O próprio Marr, àquela altura, já não era um iniciante na guitarra. O potencial sempre esteve ali, fomentado pela música constante da época de Ardwick, pelo hábito que sua mãe tinha de deixá-lo não apenas sozinho em frente ao rádio enquanto ela cuidava da limpeza da casa, mas em frente aos amplificadores nas lojas de instrumentos do centro de Manchester enquanto ela fazia compras. Ainda muito jovem, Marr ganhara uma gaita e participara algumas vezes de jams na sala de estar com sua família e seus vizinhos. Ao longo de vários Natais e aniversários ele pediu, e recebeu, uma série de guitarras cada vez melhores, até que, “da que eu levei comigo de Ardwick, consegui trocar as cordas e produzir acordes”. Em seu novo quarto, em Churchstone Walk, ele aprendeu a acompanhar muitos dos sucessos de sua infância: para ser exato, com o clássico “All the Young Dudes” ele viria a incorporar as melodias nas estruturas de acordes. Em Sacred Heart, Marr ficara famoso por isso — “acho que o que trouxe comigo de Ardwick foi minha identidade como guitarrista” —, mas ali, no ensino médio, muito jovem e com o glam recuando nas paradas, ele sentiu necessidade de emular os gostos musicais dos guitarristas mais velhos de Brookway.
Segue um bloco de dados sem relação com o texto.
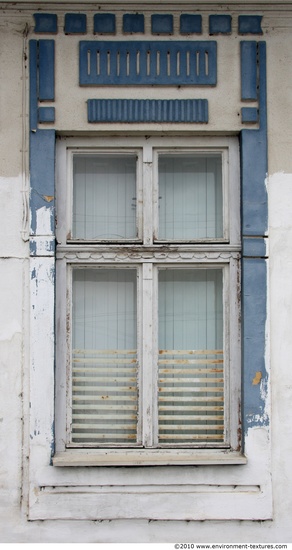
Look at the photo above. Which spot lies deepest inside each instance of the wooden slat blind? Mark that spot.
(191, 396)
(104, 397)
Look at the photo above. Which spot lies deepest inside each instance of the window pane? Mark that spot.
(104, 197)
(190, 362)
(190, 197)
(104, 357)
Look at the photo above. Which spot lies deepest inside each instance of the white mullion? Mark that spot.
(147, 354)
(147, 195)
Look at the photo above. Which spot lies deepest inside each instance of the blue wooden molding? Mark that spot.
(148, 63)
(133, 22)
(42, 178)
(162, 23)
(104, 23)
(190, 23)
(147, 110)
(42, 81)
(250, 24)
(75, 23)
(254, 220)
(220, 24)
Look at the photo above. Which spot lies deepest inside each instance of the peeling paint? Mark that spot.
(257, 378)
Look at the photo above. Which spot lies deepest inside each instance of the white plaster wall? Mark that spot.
(14, 288)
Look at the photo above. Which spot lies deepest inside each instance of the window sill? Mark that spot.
(151, 457)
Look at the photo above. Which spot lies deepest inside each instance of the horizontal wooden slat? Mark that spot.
(108, 436)
(109, 427)
(107, 406)
(194, 389)
(181, 381)
(121, 415)
(190, 352)
(104, 351)
(193, 418)
(193, 437)
(99, 378)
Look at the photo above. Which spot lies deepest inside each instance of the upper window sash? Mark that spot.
(148, 204)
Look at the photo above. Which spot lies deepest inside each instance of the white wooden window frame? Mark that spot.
(147, 255)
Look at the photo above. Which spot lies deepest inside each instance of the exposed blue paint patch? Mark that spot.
(42, 174)
(254, 289)
(75, 23)
(249, 115)
(136, 63)
(33, 87)
(220, 24)
(147, 110)
(250, 24)
(104, 23)
(162, 23)
(190, 23)
(133, 22)
(254, 247)
(46, 70)
(248, 57)
(45, 22)
(46, 114)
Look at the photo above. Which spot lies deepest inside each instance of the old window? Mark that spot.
(148, 340)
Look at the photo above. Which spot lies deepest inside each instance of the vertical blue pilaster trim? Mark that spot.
(42, 178)
(254, 168)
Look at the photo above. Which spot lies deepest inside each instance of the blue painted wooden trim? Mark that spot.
(42, 176)
(254, 310)
(220, 24)
(254, 247)
(33, 88)
(250, 24)
(249, 115)
(248, 58)
(190, 23)
(254, 163)
(45, 22)
(162, 23)
(148, 110)
(136, 63)
(46, 70)
(75, 23)
(104, 23)
(133, 22)
(46, 114)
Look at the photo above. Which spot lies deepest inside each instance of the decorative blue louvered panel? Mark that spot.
(147, 110)
(147, 63)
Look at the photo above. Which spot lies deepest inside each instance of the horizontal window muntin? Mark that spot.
(205, 409)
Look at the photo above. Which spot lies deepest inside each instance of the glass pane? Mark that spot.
(104, 197)
(104, 357)
(190, 362)
(190, 196)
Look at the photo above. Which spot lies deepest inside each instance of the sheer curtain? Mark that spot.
(190, 362)
(104, 196)
(190, 196)
(104, 378)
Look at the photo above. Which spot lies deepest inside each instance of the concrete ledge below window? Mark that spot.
(151, 457)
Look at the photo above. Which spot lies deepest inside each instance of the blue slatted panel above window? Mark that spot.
(148, 63)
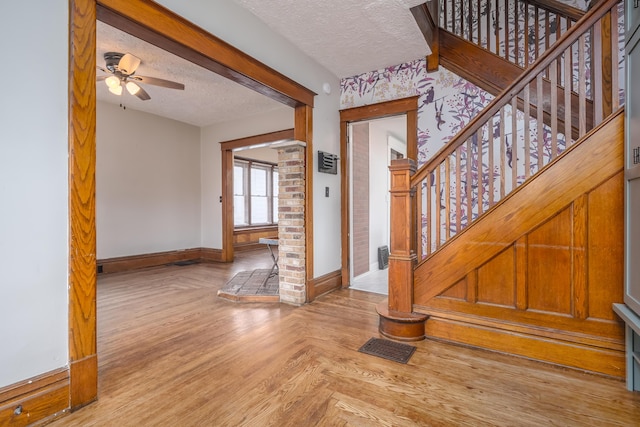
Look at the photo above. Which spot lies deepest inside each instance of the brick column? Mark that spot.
(291, 231)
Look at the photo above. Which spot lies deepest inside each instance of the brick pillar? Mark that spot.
(291, 231)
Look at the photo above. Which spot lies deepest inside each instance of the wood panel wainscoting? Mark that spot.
(246, 239)
(537, 276)
(134, 262)
(172, 354)
(36, 399)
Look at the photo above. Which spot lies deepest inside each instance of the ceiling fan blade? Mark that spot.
(128, 64)
(159, 82)
(142, 94)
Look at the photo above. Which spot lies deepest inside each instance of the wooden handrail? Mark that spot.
(544, 61)
(559, 8)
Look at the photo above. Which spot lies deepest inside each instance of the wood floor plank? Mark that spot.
(170, 352)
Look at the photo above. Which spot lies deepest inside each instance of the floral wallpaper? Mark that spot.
(447, 103)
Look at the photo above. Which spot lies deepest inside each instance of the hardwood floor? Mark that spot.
(173, 354)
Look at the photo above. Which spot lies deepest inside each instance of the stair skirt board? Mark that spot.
(602, 357)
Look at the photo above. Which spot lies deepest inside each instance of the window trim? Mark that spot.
(247, 165)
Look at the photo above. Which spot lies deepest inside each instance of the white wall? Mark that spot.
(211, 164)
(147, 183)
(378, 192)
(241, 29)
(33, 189)
(383, 134)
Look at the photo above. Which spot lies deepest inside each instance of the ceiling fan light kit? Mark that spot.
(116, 90)
(122, 68)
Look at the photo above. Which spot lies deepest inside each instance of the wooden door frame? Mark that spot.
(408, 106)
(160, 26)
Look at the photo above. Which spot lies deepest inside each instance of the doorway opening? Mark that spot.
(373, 144)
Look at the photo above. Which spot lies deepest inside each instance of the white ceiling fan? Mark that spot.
(121, 68)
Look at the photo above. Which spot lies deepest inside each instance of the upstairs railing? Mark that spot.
(529, 125)
(518, 31)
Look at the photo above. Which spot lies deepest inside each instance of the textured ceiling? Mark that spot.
(206, 99)
(348, 37)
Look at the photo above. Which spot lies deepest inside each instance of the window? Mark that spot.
(255, 193)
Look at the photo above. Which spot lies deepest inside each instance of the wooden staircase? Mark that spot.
(511, 237)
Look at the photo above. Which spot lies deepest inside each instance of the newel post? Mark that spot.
(397, 320)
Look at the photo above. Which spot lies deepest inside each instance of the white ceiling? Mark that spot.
(348, 37)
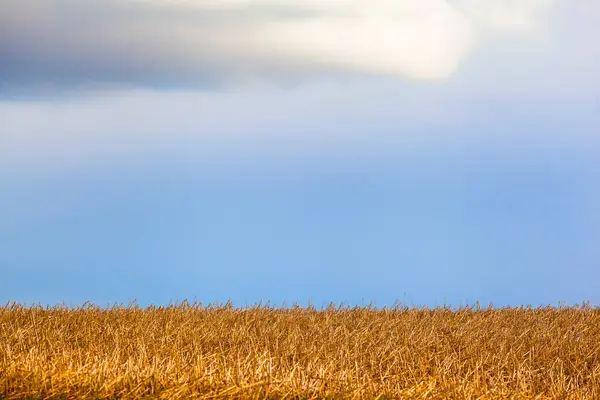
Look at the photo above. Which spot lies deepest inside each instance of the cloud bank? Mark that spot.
(165, 43)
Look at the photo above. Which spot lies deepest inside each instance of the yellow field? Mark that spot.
(191, 351)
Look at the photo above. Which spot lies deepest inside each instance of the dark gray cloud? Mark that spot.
(54, 44)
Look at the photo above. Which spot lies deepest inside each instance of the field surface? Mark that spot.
(195, 351)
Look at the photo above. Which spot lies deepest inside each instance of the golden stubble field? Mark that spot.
(195, 351)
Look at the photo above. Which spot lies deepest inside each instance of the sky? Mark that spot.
(439, 152)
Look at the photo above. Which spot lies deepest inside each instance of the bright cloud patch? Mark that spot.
(72, 43)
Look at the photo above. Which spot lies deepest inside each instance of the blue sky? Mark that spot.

Não foi tão fácil. Ele não conseguia se identificar com o Deep Purple, “porque era muito baseado em órgãos”; não conseguia se identificar com o Led Zeppelin, “porque era baseado no groove”; e não conseguia se identificar com Jimi Hendrix, porque “eu não era suficientemente sofisticado para apreciar aquilo”. Os Rolling Stones eram algo com que ele poderia se identificar. Sua mãe sempre havia sido fã — ela costumava cantar “Get Off of My Cloud” para o filho quando ele ficava muito intrometido com ela —, e quando Marr se sentou com uma coleção mais extensa dos singles de 45 rotações da banda ao lado do guitarrista local Dave Clough, aquilo pareceu algum tipo de revelação. Era, em parte, por causa da música o fato de, depois de mais de uma década de carreira, os Stones continuarem a lançar singles de sucesso tão diferentes entre si quanto “It´s Only Rock ’n’ Roll” e “Fool to Cry”. Mas era também relacionado ao estilo, especialmente o de Keith Richards, o qual Marr achava que “simplesmente parecia ser o homem mais bacana na face da Terra”. Para alguns, essa qualidade se devia à reputação que Richards tinha de ficar acordado dias e noites seguidos e de usar drogas não disponíveis em Wythenshawe. Para Marr, era pela forma como ele tocava guitarra — Keith era capaz de pegar o riff mais simples e embelezá-lo com inflexões que o tornavam distintamente e inimitavelmente seu — e liderava a banda sem fazer nenhuma grande declaração sobre isso. O público em geral poderia achar que os Stones eram liderados por seu famoso vocalista, Mick Jagger, mas guitarristas sabiam a verdade; eles viam Keith como o que Marr chamava de “o motor”.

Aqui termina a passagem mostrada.